You have configured a Windows Azure Traffic Manager profile pointing to some of your .cloudapp.net hosted services and after a few seconds you see the Status as Degraded.

 

image

 

If you go into the Endpoints tab of that profile you will see one or more of the endpoints in an Offline status:

image

 

 

Important notes about WATM probing

  • WATM only considers an endpoint as ONLINE if the probe gets a 200 back from the probe path.
  • A 30x redirect (or any other non-200 response) will fail, even if the redirected URL returns a 200.
  • For HTTPs probes, certificate errors are ignored.
  • The actual content of the probe path doesn’t matter, as long as a 200 is returned. A common technique if the actual website content doesn’t return a 200 (ie. if the ASP pages redirect to an ACS login page or some other CNAME URL) is to set the path to something like “/favicon.ico”.
  • Best practice is to set the Probe path to something which has enough logic to determine if the site is up or down. In the above example setting the path to “/favicon.ico” you are only testing if w3wp.exe is responding, but not if your website is healthy. A better option would be to set a path to something such as “/Probe.aspx”, and within Probe.aspx include enough logic to determine if your site is healthy (ie. check perf counters to make sure you aren’t at 100% CPU or receiving a large number of failed requests, attempt to access resources such as the database or session state to make sure the application’s logic is working, etc).
  • If all endpoints in a profile are degraded then WATM will treat all endpoints as healthy and route traffic to all endpoints. This is to ensure that any potential problem with the probing mechanism which results in incorrectly failed probes will not result in a complete outage of your service.

 

Troubleshooting

The best tool for troubleshooting WATM probe failures is wget. You can get the binaries and dependencies package from https://gnuwin32.sourceforge.net/packages/wget.htm. Note that you can use other programs such as Fiddler or curl instead of wget – basically you just need something that will show you the raw HTTP response.
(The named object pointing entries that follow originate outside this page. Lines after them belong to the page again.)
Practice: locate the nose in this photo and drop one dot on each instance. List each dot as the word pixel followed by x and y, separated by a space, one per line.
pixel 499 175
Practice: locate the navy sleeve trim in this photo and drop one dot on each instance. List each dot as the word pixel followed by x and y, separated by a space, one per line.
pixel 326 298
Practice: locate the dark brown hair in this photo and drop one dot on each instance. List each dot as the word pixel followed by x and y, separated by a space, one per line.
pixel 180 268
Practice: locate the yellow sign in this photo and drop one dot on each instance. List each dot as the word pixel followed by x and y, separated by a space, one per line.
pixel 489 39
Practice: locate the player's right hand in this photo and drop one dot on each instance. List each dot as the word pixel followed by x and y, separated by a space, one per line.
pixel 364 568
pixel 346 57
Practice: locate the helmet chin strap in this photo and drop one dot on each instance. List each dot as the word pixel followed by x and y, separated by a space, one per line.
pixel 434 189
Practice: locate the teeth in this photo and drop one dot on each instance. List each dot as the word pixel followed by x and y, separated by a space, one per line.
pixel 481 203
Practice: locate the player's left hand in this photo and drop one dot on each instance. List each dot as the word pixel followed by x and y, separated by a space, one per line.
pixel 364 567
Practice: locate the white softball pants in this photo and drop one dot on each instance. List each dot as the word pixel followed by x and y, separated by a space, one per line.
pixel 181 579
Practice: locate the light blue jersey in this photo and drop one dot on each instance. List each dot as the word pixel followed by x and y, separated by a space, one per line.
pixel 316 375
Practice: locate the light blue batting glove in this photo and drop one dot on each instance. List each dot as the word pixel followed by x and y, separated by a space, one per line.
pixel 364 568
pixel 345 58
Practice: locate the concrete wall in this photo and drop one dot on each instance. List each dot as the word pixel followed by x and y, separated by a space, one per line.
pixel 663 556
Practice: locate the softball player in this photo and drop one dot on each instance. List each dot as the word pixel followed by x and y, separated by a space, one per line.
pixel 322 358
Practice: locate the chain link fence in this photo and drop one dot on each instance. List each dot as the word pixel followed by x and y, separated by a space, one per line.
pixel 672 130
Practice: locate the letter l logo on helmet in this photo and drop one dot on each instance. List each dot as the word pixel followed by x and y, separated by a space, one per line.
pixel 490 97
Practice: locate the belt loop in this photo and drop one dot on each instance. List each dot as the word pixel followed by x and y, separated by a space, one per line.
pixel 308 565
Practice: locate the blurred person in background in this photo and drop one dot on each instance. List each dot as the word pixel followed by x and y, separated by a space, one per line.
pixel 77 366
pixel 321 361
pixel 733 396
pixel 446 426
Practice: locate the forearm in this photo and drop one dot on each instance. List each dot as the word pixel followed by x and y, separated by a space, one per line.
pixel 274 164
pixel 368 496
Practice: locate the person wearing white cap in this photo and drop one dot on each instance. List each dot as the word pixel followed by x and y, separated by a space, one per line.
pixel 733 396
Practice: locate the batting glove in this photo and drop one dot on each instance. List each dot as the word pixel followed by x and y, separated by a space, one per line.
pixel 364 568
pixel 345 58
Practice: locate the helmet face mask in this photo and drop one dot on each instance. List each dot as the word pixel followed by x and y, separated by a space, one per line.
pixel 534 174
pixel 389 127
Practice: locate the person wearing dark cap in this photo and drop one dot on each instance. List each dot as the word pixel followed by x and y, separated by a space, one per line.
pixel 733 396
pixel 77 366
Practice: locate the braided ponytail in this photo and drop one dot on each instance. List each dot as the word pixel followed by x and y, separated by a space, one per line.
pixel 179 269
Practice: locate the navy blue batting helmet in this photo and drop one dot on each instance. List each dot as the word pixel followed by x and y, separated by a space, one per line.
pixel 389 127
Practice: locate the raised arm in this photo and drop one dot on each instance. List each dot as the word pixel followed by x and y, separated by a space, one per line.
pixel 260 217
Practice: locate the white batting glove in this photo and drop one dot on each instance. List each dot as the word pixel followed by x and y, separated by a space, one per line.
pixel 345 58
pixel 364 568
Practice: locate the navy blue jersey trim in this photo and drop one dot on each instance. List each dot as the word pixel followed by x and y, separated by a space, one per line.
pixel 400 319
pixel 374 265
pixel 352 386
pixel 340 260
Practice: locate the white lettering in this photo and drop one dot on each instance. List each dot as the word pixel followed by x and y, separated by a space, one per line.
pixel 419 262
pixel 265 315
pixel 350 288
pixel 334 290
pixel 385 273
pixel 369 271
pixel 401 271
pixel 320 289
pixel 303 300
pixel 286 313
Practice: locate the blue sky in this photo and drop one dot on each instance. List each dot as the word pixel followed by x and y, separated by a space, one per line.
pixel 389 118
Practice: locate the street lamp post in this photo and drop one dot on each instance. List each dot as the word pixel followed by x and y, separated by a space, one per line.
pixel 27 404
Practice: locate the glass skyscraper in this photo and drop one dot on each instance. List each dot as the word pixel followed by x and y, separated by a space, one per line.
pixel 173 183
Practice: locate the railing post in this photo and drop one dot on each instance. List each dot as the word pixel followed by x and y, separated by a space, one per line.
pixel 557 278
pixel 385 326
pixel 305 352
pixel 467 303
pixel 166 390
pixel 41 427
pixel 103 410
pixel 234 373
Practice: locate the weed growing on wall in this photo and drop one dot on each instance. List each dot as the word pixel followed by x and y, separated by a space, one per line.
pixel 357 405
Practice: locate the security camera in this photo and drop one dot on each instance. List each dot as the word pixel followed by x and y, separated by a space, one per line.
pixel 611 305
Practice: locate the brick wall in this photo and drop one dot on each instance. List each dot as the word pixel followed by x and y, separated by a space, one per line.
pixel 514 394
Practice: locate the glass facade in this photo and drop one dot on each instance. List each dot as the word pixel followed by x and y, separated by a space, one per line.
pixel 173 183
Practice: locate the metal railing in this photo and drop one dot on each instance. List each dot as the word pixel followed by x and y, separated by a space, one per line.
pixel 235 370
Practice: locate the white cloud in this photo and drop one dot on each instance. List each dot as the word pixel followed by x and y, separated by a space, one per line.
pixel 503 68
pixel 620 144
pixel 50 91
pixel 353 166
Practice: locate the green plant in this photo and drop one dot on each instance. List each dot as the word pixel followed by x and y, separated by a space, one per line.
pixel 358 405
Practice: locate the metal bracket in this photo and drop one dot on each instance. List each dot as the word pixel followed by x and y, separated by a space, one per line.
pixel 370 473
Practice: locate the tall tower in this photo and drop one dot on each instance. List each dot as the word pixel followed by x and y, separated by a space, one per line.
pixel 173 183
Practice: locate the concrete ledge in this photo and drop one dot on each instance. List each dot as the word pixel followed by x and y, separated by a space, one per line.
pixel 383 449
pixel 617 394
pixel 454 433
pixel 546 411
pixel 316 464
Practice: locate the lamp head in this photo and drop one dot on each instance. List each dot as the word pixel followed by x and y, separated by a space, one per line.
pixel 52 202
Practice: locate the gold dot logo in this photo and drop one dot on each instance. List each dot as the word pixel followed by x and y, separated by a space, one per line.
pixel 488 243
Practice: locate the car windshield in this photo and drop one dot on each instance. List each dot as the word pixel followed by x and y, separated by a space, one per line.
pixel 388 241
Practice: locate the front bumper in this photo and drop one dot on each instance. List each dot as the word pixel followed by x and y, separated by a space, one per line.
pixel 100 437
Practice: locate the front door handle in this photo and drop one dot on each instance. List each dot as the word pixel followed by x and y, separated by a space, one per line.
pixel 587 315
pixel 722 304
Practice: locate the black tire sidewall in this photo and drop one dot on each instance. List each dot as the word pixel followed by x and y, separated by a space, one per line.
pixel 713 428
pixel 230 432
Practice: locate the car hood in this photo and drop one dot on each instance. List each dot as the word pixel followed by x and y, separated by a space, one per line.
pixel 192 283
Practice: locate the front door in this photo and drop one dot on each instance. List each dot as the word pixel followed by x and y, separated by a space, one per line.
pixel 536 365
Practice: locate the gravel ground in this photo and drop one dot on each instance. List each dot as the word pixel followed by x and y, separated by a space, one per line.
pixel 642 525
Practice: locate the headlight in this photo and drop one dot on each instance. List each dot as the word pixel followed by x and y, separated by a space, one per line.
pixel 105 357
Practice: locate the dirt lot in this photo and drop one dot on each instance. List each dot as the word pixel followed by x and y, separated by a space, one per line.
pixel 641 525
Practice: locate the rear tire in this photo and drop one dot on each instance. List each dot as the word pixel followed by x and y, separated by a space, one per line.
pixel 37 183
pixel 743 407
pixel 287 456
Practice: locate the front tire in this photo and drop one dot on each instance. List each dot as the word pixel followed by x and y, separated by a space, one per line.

Once you have wget installed, go to a command prompt and run wget against the URL + Probe port & path that is configured in WATM. For this example it would be https://watestsdp2008r2.cloudapp.net:80/Probe.

image

 

image

 

Notice that wget indicates that the URL returned a 301 redirect to https://watestsdp2008r2.cloudapp.net/Default.aspx. As we know from the “Important notes about WATM probing” section above, a 30x redirect is considered a failure by WATM probing and this will cause the probe to report Offline. At this point it is a simple matter to check the website configuration and make sure that a 200 is returned from the /Probe path (or reconfigure the WATM probe to point to a path which will return a 200).

 

If your probe is using HTTPs protocol you will want to add the “--no-check-certificate” parameter to wget so that it will ignore the certificate mismatch on the cloudapp.net URL.

Comments

  • Anonymous
    August 05, 2014
    What are all the possible source IP address for the traffic manager probes?

  • Anonymous
    August 05, 2014
    As of today the possible source IP address is the entire IP address range for Azure Compute (www.microsoft.com/.../details.aspx).  There is some work to narrow down this range, but no ETA at this time.

  • Anonymous
    September 23, 2014
    How can one reliably detect if an incoming request is from Traffic Manager? I see it sends requests with the "GTMProbe" string in the user agent, but without any assurance that this user agent string could change in the future, I wouldn't want to count on that as a detection strategy.

  • Anonymous
    September 23, 2014
    The comment has been removed

  • Anonymous
    June 30, 2015
    How can I use TrafficManager with a WebApp, that runs under a custom domain and uses a rewrite URL (so all requests going to that site via different bindings end up under the custom domain)? I understand that every first request no being a 200 will lead to degraded status. Also, as all the endpoints are in a degraded status because of above redirect, requests will be routed.